DL Lesson 55 – Positional Encoding | Dataplexa

Positional Encoding

Transformers process all tokens in a sequence at the same time. While this gives them massive speed and parallelism, it also creates a fundamental challenge.

Unlike RNNs, transformers do not inherently understand the order of tokens in a sequence.

Positional encoding is the mechanism that gives transformers a sense of position, order, and sequence structure.


Why Order Matters in Sequences

In language, meaning depends heavily on word order.

Consider these two sentences:

"Dog bites man"
"Man bites dog"

Both contain the same words, but their meanings are completely different.

Without positional information, a transformer would treat both sentences as identical bags of tokens.


The Core Problem

Self-attention looks at relationships between tokens, but it does not know where tokens appear in the sequence.

This means:

• No notion of first, middle, or last • No understanding of relative distance • No awareness of word order

Positional encoding solves this problem by injecting position information into token embeddings.

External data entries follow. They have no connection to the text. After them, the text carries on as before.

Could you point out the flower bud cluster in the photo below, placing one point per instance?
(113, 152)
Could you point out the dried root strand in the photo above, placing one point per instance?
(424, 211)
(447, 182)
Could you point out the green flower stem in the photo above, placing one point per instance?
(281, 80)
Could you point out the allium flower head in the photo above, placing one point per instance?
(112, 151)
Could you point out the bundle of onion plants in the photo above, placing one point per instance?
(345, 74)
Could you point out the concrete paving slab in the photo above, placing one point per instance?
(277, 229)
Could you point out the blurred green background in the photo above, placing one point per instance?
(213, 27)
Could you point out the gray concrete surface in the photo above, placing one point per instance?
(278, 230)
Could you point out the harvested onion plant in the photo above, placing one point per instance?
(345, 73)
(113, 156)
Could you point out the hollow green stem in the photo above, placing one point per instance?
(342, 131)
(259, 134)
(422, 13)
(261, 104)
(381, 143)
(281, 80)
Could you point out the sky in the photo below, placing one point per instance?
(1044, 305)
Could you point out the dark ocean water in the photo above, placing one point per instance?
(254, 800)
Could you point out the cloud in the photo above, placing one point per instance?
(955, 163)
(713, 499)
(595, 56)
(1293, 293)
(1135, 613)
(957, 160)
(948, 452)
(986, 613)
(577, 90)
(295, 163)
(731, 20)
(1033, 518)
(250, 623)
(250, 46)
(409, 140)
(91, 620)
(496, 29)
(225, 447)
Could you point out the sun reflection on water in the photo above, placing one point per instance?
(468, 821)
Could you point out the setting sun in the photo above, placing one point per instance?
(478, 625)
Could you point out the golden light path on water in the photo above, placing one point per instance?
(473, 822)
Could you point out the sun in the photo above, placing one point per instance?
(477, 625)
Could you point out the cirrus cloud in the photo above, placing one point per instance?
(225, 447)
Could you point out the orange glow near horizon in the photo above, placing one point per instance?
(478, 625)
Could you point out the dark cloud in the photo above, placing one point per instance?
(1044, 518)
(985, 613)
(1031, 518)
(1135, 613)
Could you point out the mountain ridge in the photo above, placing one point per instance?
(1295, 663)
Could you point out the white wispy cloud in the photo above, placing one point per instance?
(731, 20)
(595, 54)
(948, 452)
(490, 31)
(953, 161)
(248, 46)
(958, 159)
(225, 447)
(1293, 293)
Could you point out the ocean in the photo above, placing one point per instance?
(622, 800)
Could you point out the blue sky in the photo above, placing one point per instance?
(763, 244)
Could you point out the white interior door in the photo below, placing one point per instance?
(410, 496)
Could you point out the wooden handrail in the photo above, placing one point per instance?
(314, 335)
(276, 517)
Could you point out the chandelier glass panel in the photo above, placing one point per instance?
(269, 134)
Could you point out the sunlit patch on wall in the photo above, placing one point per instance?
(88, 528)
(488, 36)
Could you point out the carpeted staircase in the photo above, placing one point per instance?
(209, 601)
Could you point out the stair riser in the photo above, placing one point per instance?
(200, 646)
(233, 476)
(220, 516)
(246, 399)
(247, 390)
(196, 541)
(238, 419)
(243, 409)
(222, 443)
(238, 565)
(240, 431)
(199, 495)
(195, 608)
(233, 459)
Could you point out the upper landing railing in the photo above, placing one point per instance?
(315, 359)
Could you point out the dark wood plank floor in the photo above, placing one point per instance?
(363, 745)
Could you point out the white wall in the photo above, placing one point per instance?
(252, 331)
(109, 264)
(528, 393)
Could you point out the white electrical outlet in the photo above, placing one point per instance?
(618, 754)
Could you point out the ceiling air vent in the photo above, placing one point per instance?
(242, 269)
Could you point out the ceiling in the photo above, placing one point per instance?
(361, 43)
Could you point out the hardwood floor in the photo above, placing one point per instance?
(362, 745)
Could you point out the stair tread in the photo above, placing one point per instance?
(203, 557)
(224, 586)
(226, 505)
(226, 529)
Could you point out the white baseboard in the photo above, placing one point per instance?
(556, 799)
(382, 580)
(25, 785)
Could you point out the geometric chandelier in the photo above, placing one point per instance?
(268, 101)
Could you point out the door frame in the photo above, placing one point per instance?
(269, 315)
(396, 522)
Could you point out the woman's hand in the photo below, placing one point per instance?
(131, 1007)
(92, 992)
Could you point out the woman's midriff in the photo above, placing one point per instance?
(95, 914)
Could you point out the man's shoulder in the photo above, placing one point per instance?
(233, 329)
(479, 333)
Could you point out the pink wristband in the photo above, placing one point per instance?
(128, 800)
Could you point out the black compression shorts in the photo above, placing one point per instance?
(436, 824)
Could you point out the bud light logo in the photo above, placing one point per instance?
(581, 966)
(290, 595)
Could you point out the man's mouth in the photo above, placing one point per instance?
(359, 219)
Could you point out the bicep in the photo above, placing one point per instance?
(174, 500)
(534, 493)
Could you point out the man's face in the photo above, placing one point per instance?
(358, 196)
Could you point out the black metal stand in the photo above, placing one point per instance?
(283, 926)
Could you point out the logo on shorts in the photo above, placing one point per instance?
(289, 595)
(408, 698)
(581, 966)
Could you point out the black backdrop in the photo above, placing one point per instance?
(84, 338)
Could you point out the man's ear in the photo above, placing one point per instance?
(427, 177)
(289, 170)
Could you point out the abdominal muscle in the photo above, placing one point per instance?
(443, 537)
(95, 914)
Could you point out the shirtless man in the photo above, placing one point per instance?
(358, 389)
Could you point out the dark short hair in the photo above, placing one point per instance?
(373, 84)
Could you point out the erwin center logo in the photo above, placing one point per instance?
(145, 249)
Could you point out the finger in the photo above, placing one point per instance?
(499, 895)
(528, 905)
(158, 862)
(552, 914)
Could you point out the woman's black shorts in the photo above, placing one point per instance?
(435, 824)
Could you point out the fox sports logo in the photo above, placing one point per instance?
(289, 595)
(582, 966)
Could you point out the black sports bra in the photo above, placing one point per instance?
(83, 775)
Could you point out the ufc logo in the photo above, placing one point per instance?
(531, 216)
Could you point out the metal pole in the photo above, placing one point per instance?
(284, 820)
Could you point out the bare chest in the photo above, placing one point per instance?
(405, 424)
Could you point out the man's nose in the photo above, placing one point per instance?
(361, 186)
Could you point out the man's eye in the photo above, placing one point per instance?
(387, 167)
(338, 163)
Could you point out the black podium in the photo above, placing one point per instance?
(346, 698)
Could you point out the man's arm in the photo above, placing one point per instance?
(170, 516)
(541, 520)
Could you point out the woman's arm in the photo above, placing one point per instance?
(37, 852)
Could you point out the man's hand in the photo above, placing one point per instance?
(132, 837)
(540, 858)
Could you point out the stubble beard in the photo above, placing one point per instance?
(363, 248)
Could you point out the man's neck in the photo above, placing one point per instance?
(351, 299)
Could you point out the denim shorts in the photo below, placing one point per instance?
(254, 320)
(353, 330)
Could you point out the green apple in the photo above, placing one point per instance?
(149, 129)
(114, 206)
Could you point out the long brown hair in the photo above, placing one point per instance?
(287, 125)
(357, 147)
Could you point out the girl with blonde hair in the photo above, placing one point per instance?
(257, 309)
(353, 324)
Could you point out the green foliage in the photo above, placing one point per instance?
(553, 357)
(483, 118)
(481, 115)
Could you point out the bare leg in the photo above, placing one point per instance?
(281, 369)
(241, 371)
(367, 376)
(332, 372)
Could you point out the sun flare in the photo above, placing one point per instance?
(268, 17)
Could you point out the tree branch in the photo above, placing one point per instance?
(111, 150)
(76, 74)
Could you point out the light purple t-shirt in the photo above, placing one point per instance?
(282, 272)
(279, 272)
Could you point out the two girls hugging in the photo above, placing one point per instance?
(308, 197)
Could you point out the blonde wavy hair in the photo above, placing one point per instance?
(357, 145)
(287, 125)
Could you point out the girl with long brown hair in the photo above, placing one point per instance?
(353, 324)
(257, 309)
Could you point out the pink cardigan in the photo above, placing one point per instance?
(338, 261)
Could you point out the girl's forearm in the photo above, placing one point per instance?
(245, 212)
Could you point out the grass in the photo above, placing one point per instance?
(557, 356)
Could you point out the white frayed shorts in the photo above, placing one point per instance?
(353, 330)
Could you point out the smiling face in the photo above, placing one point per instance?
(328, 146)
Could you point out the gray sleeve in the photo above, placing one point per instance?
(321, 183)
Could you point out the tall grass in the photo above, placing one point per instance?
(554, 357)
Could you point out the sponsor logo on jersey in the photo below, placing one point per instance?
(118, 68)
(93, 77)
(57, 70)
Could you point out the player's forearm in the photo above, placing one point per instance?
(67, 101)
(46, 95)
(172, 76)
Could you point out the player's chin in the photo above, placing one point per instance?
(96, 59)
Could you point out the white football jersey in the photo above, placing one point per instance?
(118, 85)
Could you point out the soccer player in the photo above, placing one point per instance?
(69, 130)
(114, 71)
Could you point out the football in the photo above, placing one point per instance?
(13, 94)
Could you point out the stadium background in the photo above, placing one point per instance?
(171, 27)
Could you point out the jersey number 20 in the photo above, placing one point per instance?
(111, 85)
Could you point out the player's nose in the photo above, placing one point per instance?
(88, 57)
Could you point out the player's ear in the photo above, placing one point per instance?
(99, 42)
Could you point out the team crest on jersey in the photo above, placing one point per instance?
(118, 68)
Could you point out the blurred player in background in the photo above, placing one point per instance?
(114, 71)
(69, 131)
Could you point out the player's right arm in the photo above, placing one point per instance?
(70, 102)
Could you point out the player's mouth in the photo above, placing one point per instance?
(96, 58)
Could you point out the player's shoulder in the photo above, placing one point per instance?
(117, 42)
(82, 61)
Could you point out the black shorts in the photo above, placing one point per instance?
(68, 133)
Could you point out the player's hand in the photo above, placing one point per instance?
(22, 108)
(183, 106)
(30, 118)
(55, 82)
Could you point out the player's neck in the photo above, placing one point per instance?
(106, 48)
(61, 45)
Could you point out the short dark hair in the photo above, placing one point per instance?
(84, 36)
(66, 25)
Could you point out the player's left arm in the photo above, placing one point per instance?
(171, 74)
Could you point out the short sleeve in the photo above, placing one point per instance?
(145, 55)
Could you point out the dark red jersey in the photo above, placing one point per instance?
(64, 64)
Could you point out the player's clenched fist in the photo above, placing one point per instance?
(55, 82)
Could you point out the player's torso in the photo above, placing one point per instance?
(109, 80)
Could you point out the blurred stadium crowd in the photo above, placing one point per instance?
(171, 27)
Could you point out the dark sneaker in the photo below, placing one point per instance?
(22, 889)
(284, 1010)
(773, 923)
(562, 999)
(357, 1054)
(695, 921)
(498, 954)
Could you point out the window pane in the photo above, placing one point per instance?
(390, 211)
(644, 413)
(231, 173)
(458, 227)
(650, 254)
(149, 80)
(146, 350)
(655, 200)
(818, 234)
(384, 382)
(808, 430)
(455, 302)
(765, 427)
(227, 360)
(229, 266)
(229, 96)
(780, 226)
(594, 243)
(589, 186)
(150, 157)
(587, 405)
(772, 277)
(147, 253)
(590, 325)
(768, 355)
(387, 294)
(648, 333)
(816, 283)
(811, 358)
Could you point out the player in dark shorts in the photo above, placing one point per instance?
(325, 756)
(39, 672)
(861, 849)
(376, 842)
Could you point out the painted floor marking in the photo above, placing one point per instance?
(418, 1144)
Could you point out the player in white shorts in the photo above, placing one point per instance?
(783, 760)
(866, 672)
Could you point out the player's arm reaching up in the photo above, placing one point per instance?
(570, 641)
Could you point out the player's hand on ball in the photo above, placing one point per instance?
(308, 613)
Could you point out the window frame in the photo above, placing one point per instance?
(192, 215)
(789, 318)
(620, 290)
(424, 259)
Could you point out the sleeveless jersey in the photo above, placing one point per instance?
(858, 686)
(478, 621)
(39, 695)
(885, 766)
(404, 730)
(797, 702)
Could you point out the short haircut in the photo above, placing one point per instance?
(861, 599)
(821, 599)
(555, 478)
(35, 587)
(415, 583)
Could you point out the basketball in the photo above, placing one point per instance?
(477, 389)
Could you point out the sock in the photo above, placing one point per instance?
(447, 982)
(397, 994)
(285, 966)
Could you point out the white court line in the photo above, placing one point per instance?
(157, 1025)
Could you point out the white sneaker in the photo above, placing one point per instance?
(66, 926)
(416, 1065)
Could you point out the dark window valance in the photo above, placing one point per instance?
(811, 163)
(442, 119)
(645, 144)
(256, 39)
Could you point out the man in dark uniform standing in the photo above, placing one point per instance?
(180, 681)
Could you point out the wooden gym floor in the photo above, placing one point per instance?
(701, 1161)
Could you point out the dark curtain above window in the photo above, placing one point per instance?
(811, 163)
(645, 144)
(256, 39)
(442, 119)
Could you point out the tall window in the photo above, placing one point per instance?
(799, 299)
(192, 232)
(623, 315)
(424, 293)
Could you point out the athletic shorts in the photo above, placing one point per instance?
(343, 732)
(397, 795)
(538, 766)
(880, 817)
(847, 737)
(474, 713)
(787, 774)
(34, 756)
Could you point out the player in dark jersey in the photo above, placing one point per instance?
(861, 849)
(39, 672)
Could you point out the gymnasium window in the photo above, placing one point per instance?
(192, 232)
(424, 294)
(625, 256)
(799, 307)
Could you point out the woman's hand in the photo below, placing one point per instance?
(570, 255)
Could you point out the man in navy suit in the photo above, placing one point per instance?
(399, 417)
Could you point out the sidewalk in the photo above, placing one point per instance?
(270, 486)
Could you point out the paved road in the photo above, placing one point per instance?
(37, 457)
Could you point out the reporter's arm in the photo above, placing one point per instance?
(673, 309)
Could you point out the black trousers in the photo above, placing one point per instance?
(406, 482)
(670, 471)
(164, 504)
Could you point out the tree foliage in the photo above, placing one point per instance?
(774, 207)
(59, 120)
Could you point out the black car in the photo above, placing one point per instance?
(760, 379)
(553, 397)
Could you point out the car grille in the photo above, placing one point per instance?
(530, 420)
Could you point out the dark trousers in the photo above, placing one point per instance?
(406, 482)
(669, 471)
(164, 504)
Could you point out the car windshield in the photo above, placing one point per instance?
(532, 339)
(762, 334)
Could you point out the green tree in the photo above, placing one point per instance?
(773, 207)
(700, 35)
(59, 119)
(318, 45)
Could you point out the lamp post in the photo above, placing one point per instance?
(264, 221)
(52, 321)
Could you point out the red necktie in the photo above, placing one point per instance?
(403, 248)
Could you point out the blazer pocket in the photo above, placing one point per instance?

How Positional Encoding Works

Each token embedding is combined with a position-specific vector.

The resulting representation contains:

• Semantic meaning of the token • Positional information within the sequence

This combined embedding is then passed into the transformer layers.


Fixed (Sinusoidal) Positional Encoding

The original transformer uses sinusoidal positional encodings.

Each position is encoded using sine and cosine functions of different frequencies.

This allows the model to generalize to sequence lengths longer than those seen during training.

PE(pos, 2i)   = sin(pos / 10000^(2i / d_model))
PE(pos, 2i+1) = cos(pos / 10000^(2i / d_model))

Here:

pos = position index
i = embedding dimension index
d_model = embedding size


Why Sine and Cosine?

Sine and cosine functions create smooth, continuous patterns.

This allows the model to infer:

• Relative positions between tokens • Distance relationships • Sequential structure

A key advantage is that relative positions can be computed from linear combinations of encodings.


Learned Positional Embeddings

Instead of fixed mathematical functions, some models learn positional embeddings directly.

In this approach:

• Each position has a trainable vector • Position information is learned from data

This method is flexible but may not generalize well to unseen sequence lengths.


Absolute vs Relative Positional Encoding

Absolute positional encoding assigns a unique vector to each absolute position in the sequence.

Relative positional encoding focuses on the distance between tokens instead of exact positions.

Relative encodings often improve performance on long sequences and contextual tasks.


Positional Encoding in Practice

In most transformer implementations, positional encodings are added directly to token embeddings before attention.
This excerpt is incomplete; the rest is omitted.